We take the example of a service where we have two instances for, the name of the service is web and in effect is nothing more than a simple nginx webserver running in a production instance. Every time we call the service we want to discover the call by using a DNS lookup, we do however want to have this balanced, meaning we want to have a different IP being returned from the DNS server.

Configure a service in consul
We configure the service "web" manually in this case by creating a JSON file in /etc/consul.d and ensure we have the information about the two instances in this JSON file. An example of the file is shown below

{
 "services": [{
   "id": "web0",
   "name": "web",
   "tags": ["production"],
   "Address": "191.168.1.10",
   "port": 80
  },
  {
   "id": "web1",
   "name": "web",
   "tags": ["production"],
   "Address": "191.168.1.11",
   "port": 80
  }
 ]
}

As you can see, we have one name, "web" with two ID's; "web0" and "web1". The id's are used to identify the different instances of the service web. as you can see they have both a port noted next to the address. Even though it is good practice to have this in the configuration file it will not be used in the response from the internal consul DNS service as DNS will only return the addresses and not the ports.

Discover the service via Consul DNS
If we want to discover the service we can have our code to undertake a lookup against the DNS server. If we have configured the underlying Oracle Linux instance to have the Consul server in your /etc/resolv.conf file it will happen almost automatically. It will be important to make sure the ordering of your DNS servers is done correctly to improve resolving speed.

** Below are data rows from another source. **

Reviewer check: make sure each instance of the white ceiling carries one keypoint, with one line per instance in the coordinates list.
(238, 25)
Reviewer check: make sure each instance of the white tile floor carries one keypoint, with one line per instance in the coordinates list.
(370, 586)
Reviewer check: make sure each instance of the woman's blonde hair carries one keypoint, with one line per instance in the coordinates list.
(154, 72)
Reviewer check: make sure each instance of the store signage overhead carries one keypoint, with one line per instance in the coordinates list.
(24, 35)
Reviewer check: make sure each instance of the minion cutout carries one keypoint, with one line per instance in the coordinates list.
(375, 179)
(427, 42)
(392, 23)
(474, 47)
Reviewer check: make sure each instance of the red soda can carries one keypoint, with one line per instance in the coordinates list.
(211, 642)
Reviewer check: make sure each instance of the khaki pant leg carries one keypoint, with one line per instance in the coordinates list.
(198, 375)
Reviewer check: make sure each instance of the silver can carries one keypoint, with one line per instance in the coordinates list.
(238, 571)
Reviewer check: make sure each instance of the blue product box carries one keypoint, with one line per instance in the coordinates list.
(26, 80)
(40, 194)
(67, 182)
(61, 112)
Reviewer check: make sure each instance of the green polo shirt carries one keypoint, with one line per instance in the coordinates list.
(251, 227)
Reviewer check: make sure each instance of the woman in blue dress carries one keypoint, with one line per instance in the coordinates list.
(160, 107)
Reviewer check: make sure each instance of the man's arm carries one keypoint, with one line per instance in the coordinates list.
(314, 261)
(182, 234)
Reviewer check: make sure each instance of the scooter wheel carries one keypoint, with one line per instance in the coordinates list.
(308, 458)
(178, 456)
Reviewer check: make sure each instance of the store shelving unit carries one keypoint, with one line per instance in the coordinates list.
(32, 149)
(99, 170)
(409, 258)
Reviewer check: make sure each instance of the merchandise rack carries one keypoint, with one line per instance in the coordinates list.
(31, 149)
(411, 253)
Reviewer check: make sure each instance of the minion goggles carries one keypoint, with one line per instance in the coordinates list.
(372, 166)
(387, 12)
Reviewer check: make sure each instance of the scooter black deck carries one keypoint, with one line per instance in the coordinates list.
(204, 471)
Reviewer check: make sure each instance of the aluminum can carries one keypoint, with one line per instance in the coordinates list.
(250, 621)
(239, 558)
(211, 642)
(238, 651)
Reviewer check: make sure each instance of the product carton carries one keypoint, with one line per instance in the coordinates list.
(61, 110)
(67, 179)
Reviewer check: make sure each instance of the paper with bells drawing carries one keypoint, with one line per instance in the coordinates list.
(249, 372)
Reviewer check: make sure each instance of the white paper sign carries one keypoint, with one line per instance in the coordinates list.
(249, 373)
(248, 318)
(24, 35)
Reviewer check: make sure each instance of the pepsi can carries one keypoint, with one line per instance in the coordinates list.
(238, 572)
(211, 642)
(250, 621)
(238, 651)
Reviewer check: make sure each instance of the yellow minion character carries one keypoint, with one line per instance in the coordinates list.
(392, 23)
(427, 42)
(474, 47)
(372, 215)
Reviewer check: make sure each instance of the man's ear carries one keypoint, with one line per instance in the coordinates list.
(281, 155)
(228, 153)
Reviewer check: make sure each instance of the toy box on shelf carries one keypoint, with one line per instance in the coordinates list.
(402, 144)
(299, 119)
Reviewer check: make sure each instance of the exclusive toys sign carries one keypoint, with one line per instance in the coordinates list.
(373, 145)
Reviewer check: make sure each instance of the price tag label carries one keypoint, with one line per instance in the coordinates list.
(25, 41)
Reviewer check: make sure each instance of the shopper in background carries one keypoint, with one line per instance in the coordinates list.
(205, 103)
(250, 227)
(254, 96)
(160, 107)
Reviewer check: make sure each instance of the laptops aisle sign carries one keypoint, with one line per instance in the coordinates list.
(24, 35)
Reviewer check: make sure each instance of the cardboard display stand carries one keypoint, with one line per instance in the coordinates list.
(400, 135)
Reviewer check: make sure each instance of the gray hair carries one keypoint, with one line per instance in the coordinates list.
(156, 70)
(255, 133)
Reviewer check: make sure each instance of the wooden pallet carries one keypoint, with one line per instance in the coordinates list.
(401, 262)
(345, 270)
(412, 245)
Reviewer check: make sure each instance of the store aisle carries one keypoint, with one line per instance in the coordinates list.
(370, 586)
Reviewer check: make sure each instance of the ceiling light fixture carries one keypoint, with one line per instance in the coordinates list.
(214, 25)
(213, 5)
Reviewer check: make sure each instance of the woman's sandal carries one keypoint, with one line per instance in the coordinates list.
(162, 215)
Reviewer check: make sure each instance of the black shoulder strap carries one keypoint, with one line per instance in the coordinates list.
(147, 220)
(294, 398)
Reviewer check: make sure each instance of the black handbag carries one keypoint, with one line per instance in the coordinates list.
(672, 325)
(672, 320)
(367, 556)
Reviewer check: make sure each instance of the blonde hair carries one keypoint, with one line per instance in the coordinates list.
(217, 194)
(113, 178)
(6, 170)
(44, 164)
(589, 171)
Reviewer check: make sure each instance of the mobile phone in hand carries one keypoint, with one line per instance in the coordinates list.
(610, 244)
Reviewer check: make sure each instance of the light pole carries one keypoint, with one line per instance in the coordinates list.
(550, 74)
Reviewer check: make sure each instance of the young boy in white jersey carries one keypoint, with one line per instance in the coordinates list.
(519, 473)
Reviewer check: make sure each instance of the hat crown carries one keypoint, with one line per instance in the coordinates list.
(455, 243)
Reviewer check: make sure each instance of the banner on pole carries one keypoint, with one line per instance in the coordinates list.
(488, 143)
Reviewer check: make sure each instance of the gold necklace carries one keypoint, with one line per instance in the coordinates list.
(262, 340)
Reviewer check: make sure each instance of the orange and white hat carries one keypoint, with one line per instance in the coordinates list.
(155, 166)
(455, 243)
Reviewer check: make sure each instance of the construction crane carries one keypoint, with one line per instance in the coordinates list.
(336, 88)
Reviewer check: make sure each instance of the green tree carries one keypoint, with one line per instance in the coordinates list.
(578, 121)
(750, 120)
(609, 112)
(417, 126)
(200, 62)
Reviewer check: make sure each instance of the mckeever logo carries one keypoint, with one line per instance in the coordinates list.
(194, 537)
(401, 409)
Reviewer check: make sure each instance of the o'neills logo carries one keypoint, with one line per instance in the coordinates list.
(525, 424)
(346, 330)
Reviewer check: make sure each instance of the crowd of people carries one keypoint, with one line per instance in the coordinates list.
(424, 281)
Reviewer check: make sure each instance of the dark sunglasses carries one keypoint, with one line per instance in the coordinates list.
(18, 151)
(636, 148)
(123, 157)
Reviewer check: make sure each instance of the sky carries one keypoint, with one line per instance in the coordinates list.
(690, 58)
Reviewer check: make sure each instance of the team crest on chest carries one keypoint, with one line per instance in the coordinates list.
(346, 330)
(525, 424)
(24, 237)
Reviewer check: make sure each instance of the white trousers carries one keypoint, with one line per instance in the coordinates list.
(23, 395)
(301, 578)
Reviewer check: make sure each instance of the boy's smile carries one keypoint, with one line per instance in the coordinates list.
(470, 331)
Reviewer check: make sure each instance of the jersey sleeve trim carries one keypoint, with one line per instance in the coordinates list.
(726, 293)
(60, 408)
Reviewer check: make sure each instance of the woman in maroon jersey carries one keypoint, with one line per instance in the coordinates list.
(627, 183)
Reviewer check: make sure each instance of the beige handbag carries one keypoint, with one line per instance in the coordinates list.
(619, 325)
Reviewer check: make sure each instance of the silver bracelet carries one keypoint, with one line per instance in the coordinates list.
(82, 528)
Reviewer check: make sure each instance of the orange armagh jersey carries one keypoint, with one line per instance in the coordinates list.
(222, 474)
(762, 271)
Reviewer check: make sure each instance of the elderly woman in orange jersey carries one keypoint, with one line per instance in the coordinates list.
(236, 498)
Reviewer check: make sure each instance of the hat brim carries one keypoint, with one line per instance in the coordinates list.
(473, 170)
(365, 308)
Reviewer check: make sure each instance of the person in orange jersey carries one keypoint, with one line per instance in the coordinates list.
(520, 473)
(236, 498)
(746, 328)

In effect all services configured in Consul will be by default part of .service.consul which will mean that if we want to do a DNS resolving for the web service we will have to do a resolve for web.service.consul. In the below example I have consul running on my localhost at port 8600 and I use dig to explicitly force dig to resolve it at this DNS server. As stated, if you configure it correctly you do not have to explicitly call it and you should be able to do a DNS resolve as you always do.

[root@localhost consul.d]#
[root@localhost consul.d]# dig +noall +answer @127.0.0.1 -p 8600 web.service.consul 
web.service.consul. 0 IN A 191.168.1.10
web.service.consul. 0 IN A 191.168.1.11
[root@localhost consul.d]#

As you can see from the above example I will get the two addresses returned from the Consul DNS server.

Consul and load-balancing
As microservices are commonly build up out of a number of instances of the same service we do want to ensure that load-balancing is done. We can already see from the dig example above that there are two instances. However, having them always in the same order returned will not ensure that the load is balanced over the two instances.

Consul will by default do a load-balancing and will return the IP's in a different order by rotating them in the DNS response. In the below example you can see that this is done when we call the DNS server a couple of times.

[root@localhost consul.d]#
[root@localhost consul.d]# dig +noall +answer @127.0.0.1 -p 8600 web.service.consul 
web.service.consul. 0 IN A 191.168.1.10
web.service.consul. 0 IN A 191.168.1.11
[root@localhost consul.d]#
[root@localhost consul.d]# dig +noall +answer @127.0.0.1 -p 8600 web.service.consul 
web.service.consul. 0 IN A 191.168.1.11
web.service.consul. 0 IN A 191.168.1.10
[root@localhost consul.d]#

In conclusion
If you are running a microservices based IT footprint and you are using Oracle Linux you can read in the referenced article how to install Consul to do service discovery and registration. Consul supports both API based as well as DNS based discovery. If you have your service instances always on the same and pre-defined port using DNS is a very good option to use for your service discovery process.